McQuinn is happy to put it on display for anyone who asks.“That’s the original,” he said pulling the Dayton’s Women’s Suffrage Association scrapbook from the shelves.

Dating back to 1912, the scrapbook details Ohio’s realtime fight for suffrage. To keep it preserved, McQuinn said the library commissioned a photographer to archive and reproduce the pages.

“This is a facsimile that we have made so that people can page through it,” he said.

The scrapbook contains newspaper clippings, photos, pamphlets and other primary documents detailing the run up to a 1912 vote on a state amendment granting Ohio women the right to vote.

“Here was the actual 12 answers to anti-suffrage arguments against votes for women,” McQuinn said flipping through the pages.

From Dayton's Women's Suffrage Collection

At the time, Doren was the library systems director in Dayton and also an active member of the Women’s Suffrage Association. McQuinn doesn’t know if she made the scrapbook herself, but she was likely involved in collecting all the pieces and ensuring they told a fair accurate story.

Electra C. Doren

The scrapbook shows the good and the bad, how the amendment ultimately failed in 1912 and how the suffrage association kept fighting.

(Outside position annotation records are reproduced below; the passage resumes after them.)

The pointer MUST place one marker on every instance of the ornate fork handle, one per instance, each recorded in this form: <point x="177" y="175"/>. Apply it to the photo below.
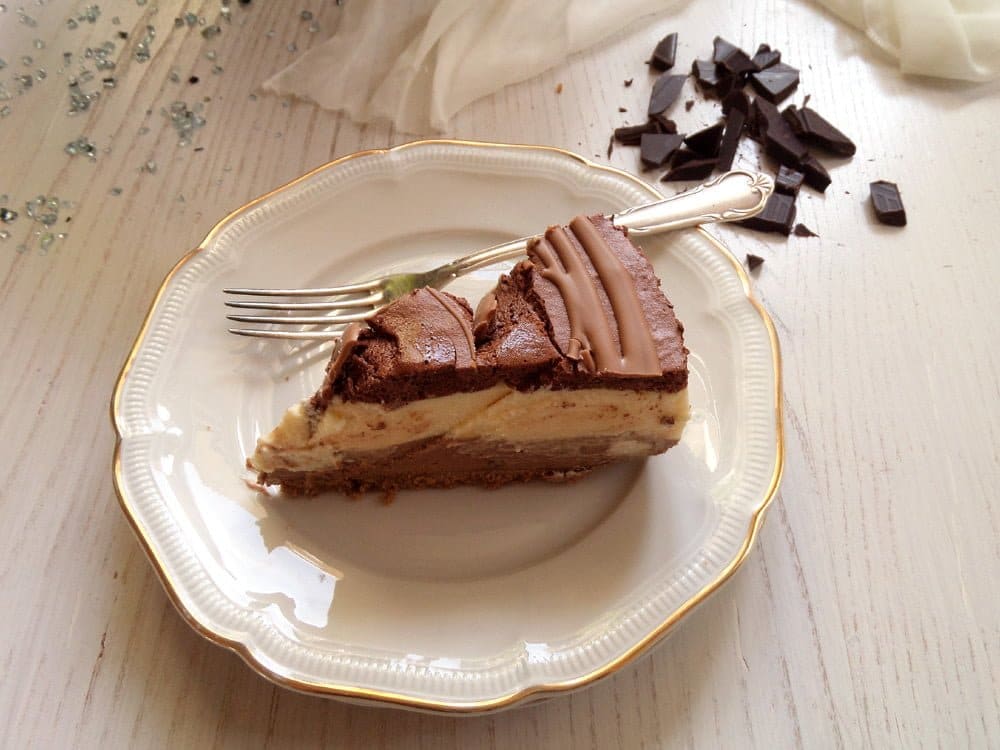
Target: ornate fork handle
<point x="732" y="196"/>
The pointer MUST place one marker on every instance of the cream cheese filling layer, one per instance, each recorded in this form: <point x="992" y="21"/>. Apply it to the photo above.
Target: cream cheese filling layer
<point x="499" y="414"/>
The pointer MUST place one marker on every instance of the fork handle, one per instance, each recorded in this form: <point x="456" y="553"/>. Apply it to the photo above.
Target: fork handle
<point x="732" y="196"/>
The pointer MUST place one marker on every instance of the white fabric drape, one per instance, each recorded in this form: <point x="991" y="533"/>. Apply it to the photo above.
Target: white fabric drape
<point x="944" y="38"/>
<point x="417" y="62"/>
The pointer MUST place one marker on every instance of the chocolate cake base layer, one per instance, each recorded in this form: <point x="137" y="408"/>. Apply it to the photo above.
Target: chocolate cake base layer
<point x="446" y="464"/>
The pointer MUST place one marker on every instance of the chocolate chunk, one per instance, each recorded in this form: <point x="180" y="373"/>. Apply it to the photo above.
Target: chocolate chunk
<point x="709" y="79"/>
<point x="663" y="124"/>
<point x="731" y="139"/>
<point x="695" y="169"/>
<point x="816" y="175"/>
<point x="706" y="142"/>
<point x="778" y="215"/>
<point x="665" y="92"/>
<point x="888" y="203"/>
<point x="738" y="100"/>
<point x="776" y="83"/>
<point x="665" y="53"/>
<point x="731" y="58"/>
<point x="765" y="57"/>
<point x="788" y="181"/>
<point x="777" y="135"/>
<point x="655" y="149"/>
<point x="813" y="129"/>
<point x="630" y="135"/>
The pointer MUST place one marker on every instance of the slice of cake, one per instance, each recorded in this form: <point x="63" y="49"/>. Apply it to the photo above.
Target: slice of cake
<point x="573" y="361"/>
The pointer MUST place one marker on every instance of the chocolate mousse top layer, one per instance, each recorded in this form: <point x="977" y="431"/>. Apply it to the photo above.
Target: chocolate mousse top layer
<point x="585" y="310"/>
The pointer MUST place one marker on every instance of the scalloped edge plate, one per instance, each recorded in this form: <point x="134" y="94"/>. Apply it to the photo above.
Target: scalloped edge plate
<point x="251" y="574"/>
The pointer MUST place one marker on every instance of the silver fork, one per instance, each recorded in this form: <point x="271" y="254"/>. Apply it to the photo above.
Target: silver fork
<point x="732" y="196"/>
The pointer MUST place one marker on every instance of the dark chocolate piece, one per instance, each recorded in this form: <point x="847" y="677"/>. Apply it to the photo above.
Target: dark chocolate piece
<point x="706" y="142"/>
<point x="888" y="203"/>
<point x="709" y="79"/>
<point x="765" y="57"/>
<point x="630" y="135"/>
<point x="736" y="100"/>
<point x="663" y="124"/>
<point x="788" y="181"/>
<point x="731" y="139"/>
<point x="731" y="58"/>
<point x="816" y="175"/>
<point x="813" y="129"/>
<point x="776" y="83"/>
<point x="666" y="89"/>
<point x="657" y="148"/>
<point x="778" y="215"/>
<point x="777" y="135"/>
<point x="665" y="53"/>
<point x="695" y="169"/>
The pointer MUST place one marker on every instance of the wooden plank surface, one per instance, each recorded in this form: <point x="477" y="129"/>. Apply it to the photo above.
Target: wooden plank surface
<point x="866" y="617"/>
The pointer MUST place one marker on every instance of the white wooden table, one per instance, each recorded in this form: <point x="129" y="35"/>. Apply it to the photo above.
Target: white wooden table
<point x="867" y="616"/>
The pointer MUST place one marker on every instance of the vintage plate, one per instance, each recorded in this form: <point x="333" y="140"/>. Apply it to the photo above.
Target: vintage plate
<point x="460" y="600"/>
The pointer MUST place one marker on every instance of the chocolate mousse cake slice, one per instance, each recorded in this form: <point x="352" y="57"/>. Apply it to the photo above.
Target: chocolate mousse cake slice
<point x="575" y="360"/>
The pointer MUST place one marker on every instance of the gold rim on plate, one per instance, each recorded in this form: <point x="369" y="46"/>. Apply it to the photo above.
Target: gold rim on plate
<point x="398" y="699"/>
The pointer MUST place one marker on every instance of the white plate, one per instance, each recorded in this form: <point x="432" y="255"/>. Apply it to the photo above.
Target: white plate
<point x="457" y="600"/>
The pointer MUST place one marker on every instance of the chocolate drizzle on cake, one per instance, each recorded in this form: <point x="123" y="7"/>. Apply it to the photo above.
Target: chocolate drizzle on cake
<point x="592" y="339"/>
<point x="585" y="310"/>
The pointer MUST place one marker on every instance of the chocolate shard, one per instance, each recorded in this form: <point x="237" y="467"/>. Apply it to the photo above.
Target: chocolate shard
<point x="813" y="129"/>
<point x="777" y="217"/>
<point x="776" y="83"/>
<point x="665" y="53"/>
<point x="706" y="142"/>
<point x="736" y="100"/>
<point x="888" y="203"/>
<point x="731" y="139"/>
<point x="709" y="79"/>
<point x="630" y="135"/>
<point x="765" y="57"/>
<point x="788" y="181"/>
<point x="731" y="58"/>
<point x="666" y="89"/>
<point x="663" y="124"/>
<point x="655" y="149"/>
<point x="816" y="175"/>
<point x="777" y="135"/>
<point x="694" y="169"/>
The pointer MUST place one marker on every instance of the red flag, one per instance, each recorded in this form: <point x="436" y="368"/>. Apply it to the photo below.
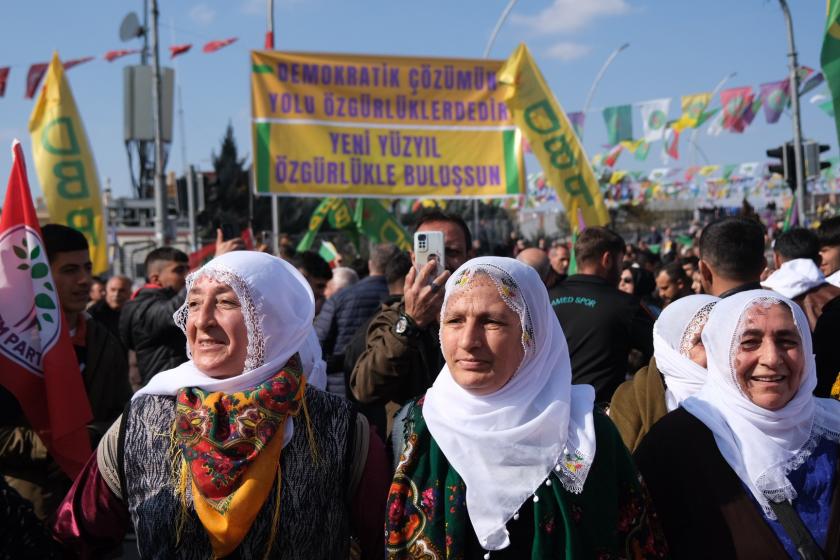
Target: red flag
<point x="672" y="143"/>
<point x="111" y="56"/>
<point x="175" y="50"/>
<point x="735" y="101"/>
<point x="213" y="46"/>
<point x="4" y="78"/>
<point x="76" y="61"/>
<point x="37" y="360"/>
<point x="34" y="77"/>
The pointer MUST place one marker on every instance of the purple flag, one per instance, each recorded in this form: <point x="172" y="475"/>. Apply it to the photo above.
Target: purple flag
<point x="577" y="119"/>
<point x="774" y="96"/>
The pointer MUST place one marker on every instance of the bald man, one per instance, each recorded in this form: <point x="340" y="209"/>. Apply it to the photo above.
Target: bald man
<point x="538" y="260"/>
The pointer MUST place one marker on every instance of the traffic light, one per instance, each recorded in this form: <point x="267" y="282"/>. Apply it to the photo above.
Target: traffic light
<point x="813" y="165"/>
<point x="787" y="163"/>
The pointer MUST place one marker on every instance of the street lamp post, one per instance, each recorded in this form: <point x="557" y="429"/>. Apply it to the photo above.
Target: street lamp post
<point x="490" y="40"/>
<point x="161" y="206"/>
<point x="597" y="80"/>
<point x="797" y="123"/>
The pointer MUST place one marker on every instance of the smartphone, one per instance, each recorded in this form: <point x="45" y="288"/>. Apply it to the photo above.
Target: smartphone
<point x="228" y="232"/>
<point x="428" y="245"/>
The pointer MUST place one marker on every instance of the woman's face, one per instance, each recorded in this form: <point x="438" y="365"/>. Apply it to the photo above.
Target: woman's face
<point x="216" y="329"/>
<point x="769" y="360"/>
<point x="481" y="338"/>
<point x="626" y="282"/>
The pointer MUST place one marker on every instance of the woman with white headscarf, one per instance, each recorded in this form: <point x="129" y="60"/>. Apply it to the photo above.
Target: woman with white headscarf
<point x="234" y="453"/>
<point x="676" y="371"/>
<point x="503" y="457"/>
<point x="747" y="468"/>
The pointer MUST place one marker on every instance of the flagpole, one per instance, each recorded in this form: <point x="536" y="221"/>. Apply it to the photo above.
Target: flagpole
<point x="275" y="200"/>
<point x="490" y="40"/>
<point x="694" y="132"/>
<point x="797" y="122"/>
<point x="598" y="77"/>
<point x="160" y="189"/>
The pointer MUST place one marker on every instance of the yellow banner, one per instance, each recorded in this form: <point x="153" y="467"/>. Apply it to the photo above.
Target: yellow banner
<point x="382" y="127"/>
<point x="64" y="163"/>
<point x="692" y="109"/>
<point x="552" y="139"/>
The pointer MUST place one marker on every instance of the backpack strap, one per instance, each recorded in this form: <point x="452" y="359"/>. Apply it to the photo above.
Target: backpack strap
<point x="796" y="530"/>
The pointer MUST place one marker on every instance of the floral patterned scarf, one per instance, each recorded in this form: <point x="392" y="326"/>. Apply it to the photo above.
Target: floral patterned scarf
<point x="229" y="446"/>
<point x="426" y="512"/>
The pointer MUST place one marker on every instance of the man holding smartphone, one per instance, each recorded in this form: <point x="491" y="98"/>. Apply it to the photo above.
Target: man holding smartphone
<point x="402" y="355"/>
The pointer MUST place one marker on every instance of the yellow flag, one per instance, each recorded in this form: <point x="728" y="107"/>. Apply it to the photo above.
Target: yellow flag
<point x="692" y="109"/>
<point x="64" y="163"/>
<point x="539" y="116"/>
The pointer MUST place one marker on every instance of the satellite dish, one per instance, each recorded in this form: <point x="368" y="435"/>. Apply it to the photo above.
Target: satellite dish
<point x="130" y="27"/>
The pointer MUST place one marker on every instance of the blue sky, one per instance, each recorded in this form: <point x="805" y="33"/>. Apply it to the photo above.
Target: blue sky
<point x="676" y="48"/>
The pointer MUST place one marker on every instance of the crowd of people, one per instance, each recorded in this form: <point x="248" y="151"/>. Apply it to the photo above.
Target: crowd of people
<point x="675" y="397"/>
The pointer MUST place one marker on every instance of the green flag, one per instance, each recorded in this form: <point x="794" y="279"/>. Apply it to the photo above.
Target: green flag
<point x="619" y="122"/>
<point x="337" y="214"/>
<point x="830" y="56"/>
<point x="374" y="221"/>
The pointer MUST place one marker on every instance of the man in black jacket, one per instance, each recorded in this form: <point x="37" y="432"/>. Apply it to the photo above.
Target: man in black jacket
<point x="601" y="323"/>
<point x="732" y="256"/>
<point x="343" y="314"/>
<point x="146" y="325"/>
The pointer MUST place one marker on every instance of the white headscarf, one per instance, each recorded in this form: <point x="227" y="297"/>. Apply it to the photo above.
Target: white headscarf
<point x="795" y="277"/>
<point x="834" y="278"/>
<point x="278" y="308"/>
<point x="504" y="445"/>
<point x="762" y="446"/>
<point x="313" y="364"/>
<point x="672" y="335"/>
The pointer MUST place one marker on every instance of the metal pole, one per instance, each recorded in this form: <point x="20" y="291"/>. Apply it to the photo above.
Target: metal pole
<point x="797" y="123"/>
<point x="191" y="205"/>
<point x="490" y="41"/>
<point x="275" y="226"/>
<point x="499" y="23"/>
<point x="694" y="132"/>
<point x="160" y="187"/>
<point x="144" y="54"/>
<point x="598" y="77"/>
<point x="269" y="33"/>
<point x="275" y="201"/>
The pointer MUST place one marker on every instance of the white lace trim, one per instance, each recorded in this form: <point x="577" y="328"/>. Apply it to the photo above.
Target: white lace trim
<point x="251" y="310"/>
<point x="774" y="483"/>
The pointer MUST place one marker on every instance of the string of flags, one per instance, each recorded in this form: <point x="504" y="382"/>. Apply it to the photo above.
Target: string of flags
<point x="706" y="182"/>
<point x="36" y="71"/>
<point x="739" y="107"/>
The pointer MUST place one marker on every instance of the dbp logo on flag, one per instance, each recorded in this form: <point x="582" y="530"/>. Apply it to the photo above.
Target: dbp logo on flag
<point x="29" y="327"/>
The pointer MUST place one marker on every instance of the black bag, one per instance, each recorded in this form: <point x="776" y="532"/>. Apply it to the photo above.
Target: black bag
<point x="796" y="530"/>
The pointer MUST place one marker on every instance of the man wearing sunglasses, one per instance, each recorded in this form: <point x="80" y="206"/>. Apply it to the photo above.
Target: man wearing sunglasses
<point x="601" y="323"/>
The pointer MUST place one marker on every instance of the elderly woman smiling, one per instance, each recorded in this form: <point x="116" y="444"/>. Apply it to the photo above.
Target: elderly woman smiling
<point x="234" y="452"/>
<point x="748" y="467"/>
<point x="499" y="459"/>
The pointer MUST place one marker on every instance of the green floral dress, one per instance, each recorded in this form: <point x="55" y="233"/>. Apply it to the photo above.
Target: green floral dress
<point x="612" y="518"/>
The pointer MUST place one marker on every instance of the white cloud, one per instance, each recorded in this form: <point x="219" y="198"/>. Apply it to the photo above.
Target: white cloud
<point x="568" y="51"/>
<point x="564" y="16"/>
<point x="202" y="14"/>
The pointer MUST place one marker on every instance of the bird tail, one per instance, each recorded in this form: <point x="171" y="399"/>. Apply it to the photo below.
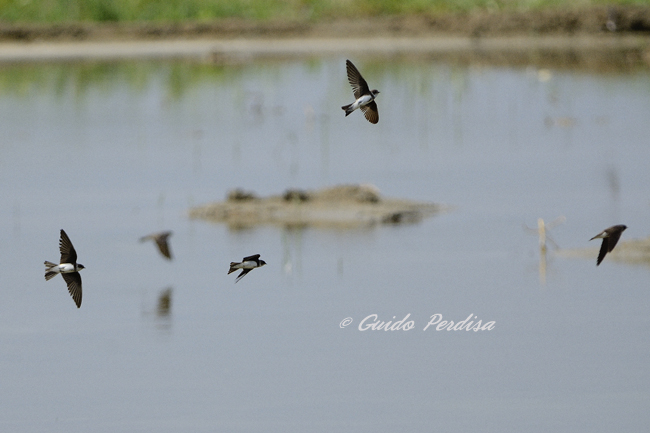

“That eventually led to the National Amendment to the Constitution what became the 19th Amendment,” McQuinn said.

Ohio was the fifth state to ratify the amendment in 1919, and McQuinn said Dayton helped lead the way.

“Dayton was one of the most progressive communities of its time during the progressive movement of the early 20th century,” he said.

People don’t have to come to the Dayton Metro Library in person to read up on that history. It’s all archived and accessible on the library’s website.

It’s likely far more than Doren could have guessed.

She died in 1927 after decades of service to Dayton and its library system. A year later, the library opened a branch bearing her name.

Perhaps the greater honor though, is that 100 years later, her work still holds a place of honor on the library’s shelf.